FAQ - ChatGPT Search and optimisation

What is the difference between GPTBot and OAI-SearchBot?: GPTBot crawls to feed OpenAI model training. OAI-SearchBot crawls for ChatGPT Search, the real-time search feature. They are two distinct bots. Blocking GPTBot does not prevent ChatGPT Search from citing you.
Does ChatGPT Search cite sources like Perplexity?: Yes, but less systematically. Perplexity is almost exclusively RAG-based. ChatGPT Search combines model memory with selective retrieval: cited sources are fewer (2 to 4 vs 6 to 10) but selected with more arbitration.
Should you allow OAI-SearchBot in robots.txt?: If you want to be cited in ChatGPT Search, yes. OAI-SearchBot is the retrieval bot for ChatGPT Search. Blocking it means you are not a citation candidate.
Does ChatGPT Search favour certain types of sites?: Based on observations available in 2026, ChatGPT Search more frequently cites sites with high organic traffic, authoritative sources in their sector, and pages with clean structured data. Narrow specialists outperform generalists.
Can you measure your visibility in ChatGPT Search?: Not directly. Available proxies: referral traffic from chatgpt.com, OAI-SearchBot logs, active LLM monitoring (Profound, AthenaHQ, Peec), and regular manual testing with the ChatGPT search feature enabled.

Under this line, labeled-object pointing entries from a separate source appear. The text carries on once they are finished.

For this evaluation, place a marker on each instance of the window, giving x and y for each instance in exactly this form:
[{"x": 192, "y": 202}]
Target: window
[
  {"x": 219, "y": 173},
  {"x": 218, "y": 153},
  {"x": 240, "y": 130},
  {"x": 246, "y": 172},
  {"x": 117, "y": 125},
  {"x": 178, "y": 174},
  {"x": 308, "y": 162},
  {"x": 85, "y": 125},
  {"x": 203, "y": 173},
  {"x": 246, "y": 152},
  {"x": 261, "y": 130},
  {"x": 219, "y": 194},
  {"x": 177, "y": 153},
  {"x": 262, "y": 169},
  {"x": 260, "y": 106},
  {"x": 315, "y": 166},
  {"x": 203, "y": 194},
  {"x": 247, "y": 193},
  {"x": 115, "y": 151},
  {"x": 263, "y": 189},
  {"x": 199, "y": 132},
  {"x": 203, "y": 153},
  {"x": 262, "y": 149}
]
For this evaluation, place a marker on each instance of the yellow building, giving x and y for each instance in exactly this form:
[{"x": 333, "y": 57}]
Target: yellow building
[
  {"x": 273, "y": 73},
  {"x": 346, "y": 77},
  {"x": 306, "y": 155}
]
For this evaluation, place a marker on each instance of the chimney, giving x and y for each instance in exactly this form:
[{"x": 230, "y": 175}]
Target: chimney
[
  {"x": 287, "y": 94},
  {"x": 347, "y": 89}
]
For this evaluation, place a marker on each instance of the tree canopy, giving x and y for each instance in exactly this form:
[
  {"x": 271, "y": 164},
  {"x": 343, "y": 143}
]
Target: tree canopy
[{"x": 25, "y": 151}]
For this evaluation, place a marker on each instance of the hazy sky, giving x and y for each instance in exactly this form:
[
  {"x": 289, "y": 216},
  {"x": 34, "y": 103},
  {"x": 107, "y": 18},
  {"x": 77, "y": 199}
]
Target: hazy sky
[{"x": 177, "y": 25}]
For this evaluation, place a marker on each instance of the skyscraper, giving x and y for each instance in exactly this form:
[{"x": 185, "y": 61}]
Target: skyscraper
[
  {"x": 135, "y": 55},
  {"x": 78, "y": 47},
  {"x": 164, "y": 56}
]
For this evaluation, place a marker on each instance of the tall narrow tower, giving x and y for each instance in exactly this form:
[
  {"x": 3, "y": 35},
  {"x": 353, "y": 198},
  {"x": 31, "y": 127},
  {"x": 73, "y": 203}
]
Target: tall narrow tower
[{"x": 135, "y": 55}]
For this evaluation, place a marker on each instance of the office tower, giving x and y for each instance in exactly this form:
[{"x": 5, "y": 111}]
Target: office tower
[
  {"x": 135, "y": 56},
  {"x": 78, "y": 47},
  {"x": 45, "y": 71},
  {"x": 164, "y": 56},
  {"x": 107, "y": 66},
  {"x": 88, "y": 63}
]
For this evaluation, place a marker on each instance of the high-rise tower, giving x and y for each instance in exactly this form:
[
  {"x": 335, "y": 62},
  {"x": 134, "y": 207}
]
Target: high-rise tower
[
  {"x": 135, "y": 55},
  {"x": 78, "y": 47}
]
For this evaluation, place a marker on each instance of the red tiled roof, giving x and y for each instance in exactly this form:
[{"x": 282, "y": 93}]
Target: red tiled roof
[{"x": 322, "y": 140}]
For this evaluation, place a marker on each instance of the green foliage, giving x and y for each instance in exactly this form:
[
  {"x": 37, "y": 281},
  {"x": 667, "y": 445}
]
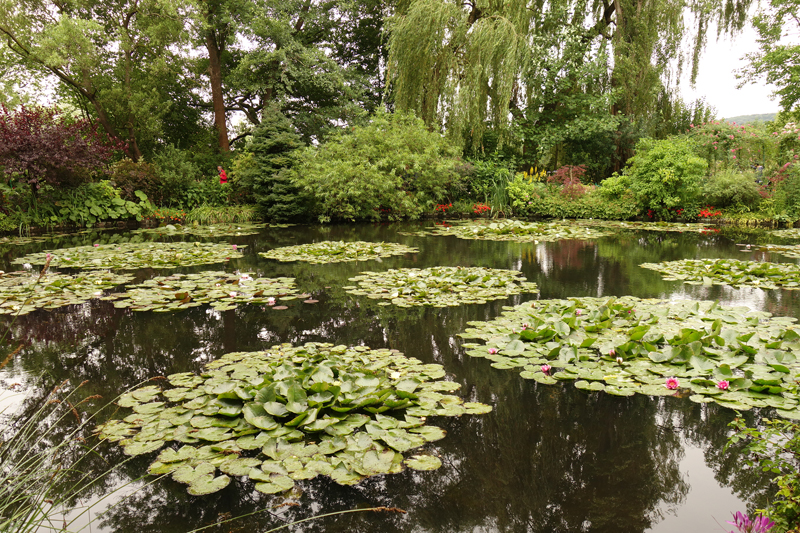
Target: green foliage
[
  {"x": 530, "y": 199},
  {"x": 666, "y": 175},
  {"x": 263, "y": 172},
  {"x": 774, "y": 446},
  {"x": 730, "y": 188},
  {"x": 176, "y": 172},
  {"x": 393, "y": 164}
]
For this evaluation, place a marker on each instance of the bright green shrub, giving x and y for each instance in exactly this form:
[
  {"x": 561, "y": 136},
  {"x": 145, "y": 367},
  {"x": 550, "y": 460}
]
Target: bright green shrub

ChatGPT Search checklist (8 points)

OAI-SearchBot and ChatGPT-User are allowed in robots.txt and not blocked by WAF.
Key pages are rendered SSR or SSG; content is in the initial HTML.
dateModified in Article schema is up to date and consistent with visible date and HTTP Last-Modified header.
Each H2/H3 section is self-contained and starts with the key concept (not "as mentioned above").
Each page contains at least 3 factual claims with figures, dates or concrete examples.
Article schema is implemented with author, datePublished and dateModified.
ChatGPT Search visibility monitoring is in place (referral traffic + LLM monitoring).
Domain topical authority is built via a cluster of reference content on the main subject.